Creative Ways to Spend Mother’s Day for the Sandwich Generation


If you’re a member of the sandwich generation, torn between caring for children and an aging parent, you already feel torn in half most of the year.

Mother’s Day can be even worse when you’re trying to find an activity everyone will enjoy. And isn’t this day supposed to be, just a little bit, about you? You might be the daughter of a senior parent, but you’re also a mom. It’s your holiday, too.

Why not take a course or get a group of other moms, their parents, and their children of all ages together and try one of these fun-for-all-ages activities? It might even develop into a hobby that your senior parent and your own children can do together throughout the year.
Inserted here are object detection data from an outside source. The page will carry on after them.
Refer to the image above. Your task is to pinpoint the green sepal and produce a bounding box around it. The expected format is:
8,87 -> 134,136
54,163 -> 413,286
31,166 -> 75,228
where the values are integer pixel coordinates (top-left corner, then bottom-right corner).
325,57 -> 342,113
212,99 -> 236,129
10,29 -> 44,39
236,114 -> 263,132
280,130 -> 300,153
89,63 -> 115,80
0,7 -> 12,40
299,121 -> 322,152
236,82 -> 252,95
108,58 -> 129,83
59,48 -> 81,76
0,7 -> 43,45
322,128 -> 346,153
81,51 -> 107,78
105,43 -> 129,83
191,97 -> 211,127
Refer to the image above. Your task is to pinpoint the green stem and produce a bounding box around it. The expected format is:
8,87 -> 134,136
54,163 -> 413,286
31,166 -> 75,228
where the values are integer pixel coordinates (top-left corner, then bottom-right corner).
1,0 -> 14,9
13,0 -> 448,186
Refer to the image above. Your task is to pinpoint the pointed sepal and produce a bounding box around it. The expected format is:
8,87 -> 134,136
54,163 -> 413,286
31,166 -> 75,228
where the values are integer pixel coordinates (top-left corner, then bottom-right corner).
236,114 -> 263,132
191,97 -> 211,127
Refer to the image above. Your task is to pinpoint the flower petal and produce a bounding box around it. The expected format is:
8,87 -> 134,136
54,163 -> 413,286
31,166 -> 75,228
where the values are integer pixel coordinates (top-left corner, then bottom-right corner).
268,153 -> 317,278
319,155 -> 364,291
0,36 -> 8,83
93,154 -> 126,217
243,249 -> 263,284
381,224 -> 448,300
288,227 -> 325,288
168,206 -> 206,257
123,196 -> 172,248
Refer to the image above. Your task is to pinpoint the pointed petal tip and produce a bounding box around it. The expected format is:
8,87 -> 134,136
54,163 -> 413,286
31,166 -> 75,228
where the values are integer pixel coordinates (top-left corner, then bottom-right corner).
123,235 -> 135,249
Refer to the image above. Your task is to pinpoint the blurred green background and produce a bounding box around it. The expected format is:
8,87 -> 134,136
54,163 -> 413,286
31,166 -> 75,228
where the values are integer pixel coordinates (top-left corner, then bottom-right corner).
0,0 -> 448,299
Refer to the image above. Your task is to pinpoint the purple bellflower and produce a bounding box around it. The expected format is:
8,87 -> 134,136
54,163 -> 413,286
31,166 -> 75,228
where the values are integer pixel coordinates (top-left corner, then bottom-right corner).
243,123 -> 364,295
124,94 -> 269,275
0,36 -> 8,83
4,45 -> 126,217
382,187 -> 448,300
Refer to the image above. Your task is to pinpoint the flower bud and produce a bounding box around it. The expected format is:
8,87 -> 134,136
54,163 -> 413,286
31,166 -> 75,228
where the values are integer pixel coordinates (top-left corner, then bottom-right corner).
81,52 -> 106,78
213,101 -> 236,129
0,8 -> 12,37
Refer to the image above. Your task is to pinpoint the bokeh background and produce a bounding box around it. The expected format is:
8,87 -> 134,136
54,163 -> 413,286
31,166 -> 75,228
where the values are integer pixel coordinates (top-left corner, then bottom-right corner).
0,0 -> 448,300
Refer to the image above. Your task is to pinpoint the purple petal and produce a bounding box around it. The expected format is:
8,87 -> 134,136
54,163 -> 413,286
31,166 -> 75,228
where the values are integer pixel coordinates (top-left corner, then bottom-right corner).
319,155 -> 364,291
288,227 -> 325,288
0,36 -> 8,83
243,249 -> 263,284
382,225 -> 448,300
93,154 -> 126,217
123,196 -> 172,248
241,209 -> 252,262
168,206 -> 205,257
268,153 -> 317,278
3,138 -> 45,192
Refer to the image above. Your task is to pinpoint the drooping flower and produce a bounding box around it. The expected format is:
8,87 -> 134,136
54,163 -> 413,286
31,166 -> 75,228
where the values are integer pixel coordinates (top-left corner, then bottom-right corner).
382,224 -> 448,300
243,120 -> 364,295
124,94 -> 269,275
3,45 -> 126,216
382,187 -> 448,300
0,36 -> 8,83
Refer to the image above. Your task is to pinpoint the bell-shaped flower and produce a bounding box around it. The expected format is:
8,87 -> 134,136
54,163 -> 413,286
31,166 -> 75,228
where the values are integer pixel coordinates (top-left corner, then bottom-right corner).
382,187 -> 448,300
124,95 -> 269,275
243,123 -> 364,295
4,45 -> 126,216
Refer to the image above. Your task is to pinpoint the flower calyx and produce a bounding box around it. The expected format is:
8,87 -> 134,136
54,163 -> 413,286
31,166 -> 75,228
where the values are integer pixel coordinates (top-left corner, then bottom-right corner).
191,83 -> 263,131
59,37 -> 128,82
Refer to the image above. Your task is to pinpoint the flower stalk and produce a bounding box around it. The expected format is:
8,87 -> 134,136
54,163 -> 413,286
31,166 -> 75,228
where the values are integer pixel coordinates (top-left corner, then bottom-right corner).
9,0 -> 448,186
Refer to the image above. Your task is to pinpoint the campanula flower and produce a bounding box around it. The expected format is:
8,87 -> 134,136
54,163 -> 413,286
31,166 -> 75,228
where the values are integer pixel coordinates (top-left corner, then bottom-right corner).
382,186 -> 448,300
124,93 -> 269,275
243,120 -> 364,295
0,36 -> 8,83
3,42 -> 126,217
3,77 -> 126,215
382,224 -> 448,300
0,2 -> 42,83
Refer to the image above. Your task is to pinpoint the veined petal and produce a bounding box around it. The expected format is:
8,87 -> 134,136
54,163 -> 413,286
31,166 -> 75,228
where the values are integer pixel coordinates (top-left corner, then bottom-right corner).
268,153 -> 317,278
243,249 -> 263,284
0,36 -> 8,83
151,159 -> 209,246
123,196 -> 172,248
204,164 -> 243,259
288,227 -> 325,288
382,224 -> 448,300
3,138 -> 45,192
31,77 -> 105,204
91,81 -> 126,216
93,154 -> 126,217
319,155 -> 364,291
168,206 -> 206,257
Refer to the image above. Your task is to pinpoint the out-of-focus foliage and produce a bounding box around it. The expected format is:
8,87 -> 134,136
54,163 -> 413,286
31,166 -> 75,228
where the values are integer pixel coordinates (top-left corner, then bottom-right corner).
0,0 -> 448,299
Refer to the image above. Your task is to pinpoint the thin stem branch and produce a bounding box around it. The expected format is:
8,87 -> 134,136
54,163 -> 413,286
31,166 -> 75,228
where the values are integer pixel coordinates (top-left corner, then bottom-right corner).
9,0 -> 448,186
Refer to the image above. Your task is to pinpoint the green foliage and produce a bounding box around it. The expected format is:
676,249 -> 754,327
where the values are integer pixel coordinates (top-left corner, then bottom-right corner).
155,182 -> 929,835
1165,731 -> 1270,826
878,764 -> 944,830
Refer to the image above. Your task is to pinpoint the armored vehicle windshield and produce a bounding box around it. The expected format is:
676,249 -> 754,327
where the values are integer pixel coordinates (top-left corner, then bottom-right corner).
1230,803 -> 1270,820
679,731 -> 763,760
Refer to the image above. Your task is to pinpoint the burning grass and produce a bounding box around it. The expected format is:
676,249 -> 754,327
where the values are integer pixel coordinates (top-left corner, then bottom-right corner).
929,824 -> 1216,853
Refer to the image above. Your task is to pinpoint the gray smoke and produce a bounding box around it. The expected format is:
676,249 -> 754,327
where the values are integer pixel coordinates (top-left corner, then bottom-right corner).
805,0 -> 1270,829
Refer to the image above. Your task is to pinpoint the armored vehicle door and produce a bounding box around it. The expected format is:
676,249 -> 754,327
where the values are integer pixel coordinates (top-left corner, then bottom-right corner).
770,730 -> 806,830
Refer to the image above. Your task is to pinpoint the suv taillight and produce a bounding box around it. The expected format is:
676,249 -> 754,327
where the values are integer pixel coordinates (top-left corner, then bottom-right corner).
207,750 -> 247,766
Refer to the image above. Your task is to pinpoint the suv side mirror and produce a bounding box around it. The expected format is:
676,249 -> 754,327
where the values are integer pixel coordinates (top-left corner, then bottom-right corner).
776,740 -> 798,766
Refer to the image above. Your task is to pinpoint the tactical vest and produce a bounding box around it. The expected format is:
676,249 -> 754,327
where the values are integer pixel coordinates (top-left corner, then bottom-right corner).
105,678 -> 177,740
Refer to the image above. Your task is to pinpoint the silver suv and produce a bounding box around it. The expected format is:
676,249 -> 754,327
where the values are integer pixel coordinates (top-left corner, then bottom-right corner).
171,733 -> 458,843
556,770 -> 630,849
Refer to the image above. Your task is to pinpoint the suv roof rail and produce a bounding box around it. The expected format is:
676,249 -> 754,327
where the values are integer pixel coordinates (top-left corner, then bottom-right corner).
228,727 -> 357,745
Check out painting tutorials on YouTube or look up PBS’ re-runs of Bob Ross’ famous painting shows. You can pick up painting sets for beginners at nearly any big box or local craft store. Buy canvases or get creative and paint on materials you have around the house, from cardboard to old white sheets to wood, mirrors, drywall, glass or any other flat surface.

Scrapbooking became popular in the 1990s and continues to be popular for all ages. A scrapbook created by multiple generations can become a family heirloom. Even very young children can help choose paper, stickers and photos and have a say in how to place them.

Knitting or Crocheting
Knitting circles experienced something of a revival in recent decades, with the younger generation busting stereotypes of little old ladies with knitting needles.

Knitting and crocheting also let you stretch your creative muscles. Sweaters and afghans are so 20th century. Today, you can knit amigurumi animals (like stuffed animals, but knitted), create a unique mermaid tail sleepsack for a newborn, or even knit a sack to take to the park or beach.

Learn Some Magic Tricks
Remember when an older relative would pull change from behind your ear? There are many websites devoted to teaching magic skills. Use them to learn how to entertain children or friends. Make your own child or grandchild feel special as you show them the magical secrets. provides an informative magic archive with information on classic tricks from the 1500s, on which all tricks today are based.

Sewing is easier to learn than most people think, and children as young as six or seven can sew with guidance. Craft and fabric stores, as well as local libraries, often offer sewing classes.

Cooking or Baking
Anyone can learn to cook. As with sewing, local stores usually offer cooking classes. Check with higher end grocery stores; their classes may be free of charge and cover everything from the basics of cooking to gourmet practices. You might want to take a class where you learn to cook dishes of your heritage, such as Italian, German or Japanese foods, or learn something entirely new.

If your children are very young or your senior parent suffers from Alzheimer’s, a simpler baking class might be more their speed.

Celebrate Mother’s Day With the Gift of Learning
All of the activities listed above will help you, your children and their grandparents form life-long memories, while you all learn a skill that you can enjoy and share for years to come. Your children may even carry on the tradition with their children, turning a fun Mother’s Day event into a legacy.